Ever notice that a ring seems a bit tight on your finger—or an ankle has become a cankle? That’s swelling, aka edema. It happens when fluid builds up in your tissues, often “leaking” out of nearby blood vessels. It most often occurs in the feet, legs, fingers and hands and abdomen (bloating). Some causes are minor, others more serious. Here are the top nine causes—and what to do about each one.
Gravity pulls fluids into your legs and feet. If you’re moving around, your muscles push on blood vessels, promoting blood flow, which can limit swelling. But if you stand for a long time without moving much, your blood vessels don’t get this assist—and fluid can pool in your ankles. Even sitting for a long period without a break can lead to swelling, or postural edema. What to do: If you need to stand for long periods, take frequent breaks—and make sure you walk around. This swelling is usually temporary and will typically go away once you move around. Propping up your feet on a break can help, too—you’re enlisting gravity on your side.

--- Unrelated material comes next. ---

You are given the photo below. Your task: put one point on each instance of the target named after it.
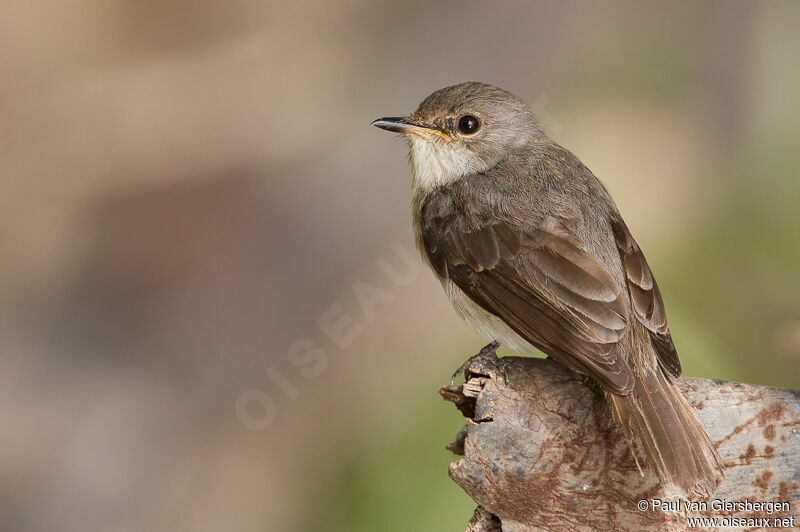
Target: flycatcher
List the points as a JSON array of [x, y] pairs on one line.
[[533, 254]]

When you get hot, your blood vessels expand, making them more likely to leak fluid into surrounding tissues. Heat edema usually occurs in the ankles and feet but can also cause fingers to swell. What to do: Cool down, drink water. (Hydrating will not only help you cool down but will stimulate urination and that helps reduce excess fluids and edema.) Elevate your legs (or your hands if they are swollen). If you can, take a dip in a cool pool or take a cool shower. As your body cools, swelling will subside.
Every woman knows that hormonal changes from her menstrual cycle can lead to water retention and bloating. It usually occurs one to two weeks before your period and often in the abdomen. At the same time, hormonal fluctuations can trigger gastrointestinal symptoms, another cause of abdominal bloating. What to do: If you’re very uncomfortable, you can try taking “water pills” (diuretics) to help your body lose some of the excess fluid through your kidneys—talk to your doctor about it.
During pregnancy, a woman’s body produces about 50% more blood and body fluids. That can lead to swelling. You might not notice it in your belly thanks to your baby bump, but you will notice it in your feet, especially during the third trimester. What to do: Put your feet up, take breaks from sitting or standing, and wear supportive socks and tights. (Warning: See a doctor immediately if you have excessive swelling—it could be a sign of a serious condition called preeclampsia.)
As your veins age, they work less efficiently, causing circulation to slow and blood vessels to dilate. That leads blood vessels to leak fluid into surrounding tissue, causing swelling. What to do: Consider compression socks and stockings, which improve circulation.
Certain medications can cause bloating. They include nonsteroidal anti-inflammatory drugs—including painkillers such as celecoxib (Celebrex) and ibuprofen (Advil)—blood pressure meds, corticosteroids, certain antidepressants, certain diabetes medications, hormone replacement therapy and chemotherapy. What to do: Talk to your doctor about switching medications, or if that’s not possible, consider adding an additional medication to reduce swelling.
Congestive Heart Failure
The heart muscles can become too weak to pump blood around the body, causing it to pool in front of the heart, in the abdomen and in the extremities. This, combined with increased blood pressure, causes fluids to seep out into the surrounding tissue. What to do: Talk with your doctor about the swelling—you might be advised to cut down on salt, raise your legs, walk and wear compression socks/stockings. Patients with severe edema may need to have fluid drained with a needle.
A host of chronic illnesses can cause bloating and swelling. They include venous insufficiency (insufficient blood flow, sometimes caused by varicose veins), liver disease, kidney disease, emphysema, surgical removal of the lymph nodes (often to treat cancer) and others. If you have any of these illnesses, monitoring your swelling should be part of your ongoing treatment.
If you’re generally healthy, even eating a heap of salty chips won’t lead to swelling. That’s because the kidneys regulate sodium levels in the body, eliminating excess in the urine. But if your kidneys aren’t working well, or your heart isn’t pumping efficiently, sodium levels can build up in your blood, causing your blood vessels to retain more water—which can then leak out of blood vessels and bring on edema. What to do: If you have kidney disease or heart failure, follow your doctor’s orders on limiting sodium.